Shouldn’t we expect at least a refund from BNSF, if they are not going to provide us what we paid them for?
Mayor Pike is quite correct: the only way to accurately evaluate this proposal is to make sure the facts are evaluated based on reality, not hype – “apples to apples.” It is common for project proponents to attempt to confuse the issue by artful ambiguity and misdirection.
I agree that Prop 2 may well be overturned – I have seen a number of local-control-over-rail initiatives overturned in the years after 9-11, when people were afraid of the terrorist vulnerability and accident potential of shipping chlorine, etc., by rail through or near populated areas. //Nonetheless//, I believe the Prop 2 effort will be good for raising public awareness of (1) our current lack of control over the process, and (2) the harmful, costly effects of this proposal. It will, I believe, serve as a good rallying cry. We should not, however, mislead people into thinking Prop 2 by itself will “solve the problem,” and I would not advocate spending litigation resources on trying to defend it in court. The analogy could be to the Alamo: a doomed, but absolutely necessary defensive action.
Just to be clear, taxpayers have provided BNSF with over a billion dollars for rail improvements in Washington state.
Mr. Rose supplied the right answers… for the wrong questions. Good try buddy… have a cupcake.
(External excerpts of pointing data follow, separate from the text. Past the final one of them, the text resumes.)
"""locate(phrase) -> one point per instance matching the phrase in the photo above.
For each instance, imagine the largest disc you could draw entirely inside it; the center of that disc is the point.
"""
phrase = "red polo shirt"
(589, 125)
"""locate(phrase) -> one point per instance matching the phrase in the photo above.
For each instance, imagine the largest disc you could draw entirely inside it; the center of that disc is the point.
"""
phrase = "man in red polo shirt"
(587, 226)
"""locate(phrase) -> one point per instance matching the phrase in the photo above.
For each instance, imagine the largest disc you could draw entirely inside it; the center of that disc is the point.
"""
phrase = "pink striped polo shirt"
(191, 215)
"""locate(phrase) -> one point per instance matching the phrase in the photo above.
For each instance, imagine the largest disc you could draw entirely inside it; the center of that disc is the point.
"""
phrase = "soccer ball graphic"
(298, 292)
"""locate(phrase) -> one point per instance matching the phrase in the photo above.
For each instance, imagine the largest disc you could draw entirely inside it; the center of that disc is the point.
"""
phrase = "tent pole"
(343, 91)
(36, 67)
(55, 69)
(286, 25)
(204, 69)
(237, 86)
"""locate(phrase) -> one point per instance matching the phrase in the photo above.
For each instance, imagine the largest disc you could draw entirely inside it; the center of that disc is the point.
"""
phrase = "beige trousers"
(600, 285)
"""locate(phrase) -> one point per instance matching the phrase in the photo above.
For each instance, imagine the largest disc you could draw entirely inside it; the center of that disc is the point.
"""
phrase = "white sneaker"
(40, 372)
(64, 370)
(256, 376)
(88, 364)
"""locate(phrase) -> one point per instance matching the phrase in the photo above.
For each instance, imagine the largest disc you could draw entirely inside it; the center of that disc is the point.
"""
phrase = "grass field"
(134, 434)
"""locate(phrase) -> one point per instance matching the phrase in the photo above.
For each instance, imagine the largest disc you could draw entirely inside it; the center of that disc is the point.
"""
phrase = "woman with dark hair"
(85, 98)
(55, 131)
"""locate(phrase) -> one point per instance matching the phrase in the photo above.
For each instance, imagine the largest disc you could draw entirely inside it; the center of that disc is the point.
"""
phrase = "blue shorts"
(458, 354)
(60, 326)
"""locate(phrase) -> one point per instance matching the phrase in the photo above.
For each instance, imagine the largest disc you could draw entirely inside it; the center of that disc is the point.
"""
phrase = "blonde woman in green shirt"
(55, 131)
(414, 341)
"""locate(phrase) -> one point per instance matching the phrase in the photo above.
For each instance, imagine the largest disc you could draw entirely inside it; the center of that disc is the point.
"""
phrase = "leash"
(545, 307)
Maybe we should stop the flow of I-5 traffic…think of all those disgusting polluting trucks that go right through the middle of bellingham… then we can all get on our bicycles and ride to California too get our food!!
BNSF paid Matthew Rose $15,000,000 for 2008. There seems to be no public record of his compensation since then. In any hierarchical organization, the higher up you go, the greater the tendency to lie.
By the way, did you know that Bill Gates is on the board of Berkshire Hathaway?
man this is funny do you people know how much coal already passes though bellingham no one is dead there is dust. I think everyone are going to push bnsf out of bellingham and with it the job. but at least we will have a coal free bellingham get over it people. STOP PUSHING JOBS OUT OF WHATCOM COUNTY
BTW, Boudou, good point again. And did you know Bill Gates is largest stockholder in Canadian National Rail (not so “Canadian” any more; an old name that’s stuck), on Warren Buffet’s recommendation?
Note that GPT’s project information doc submitted with their permit apps is quite open about the fact that to move the volume of coal they hope, trains must be 1.6 miles long. Read: Dan’s points should be reread with the knowledge that Amtrak is never moving anywhere until all this rail infrastructure is upgraded for coal trains (weight and length).
Conspicuously absent from the letter are the potential disruptions to transportation, local commerce and the obvious obstruction to B’Hams waterfront.
However, there is may well be some validity regarding the “coal dust” argument, the lowest apple on the tree and the easiest for proponents to discount.
Do we know how much coal already passes through Bellingham?
No because BNSF claims that tonnage to be proprietary information.
But judging from Westshore’s own numbers for American PRB shipping
it’s about 10% of the 54 million tons a year planned by SSA.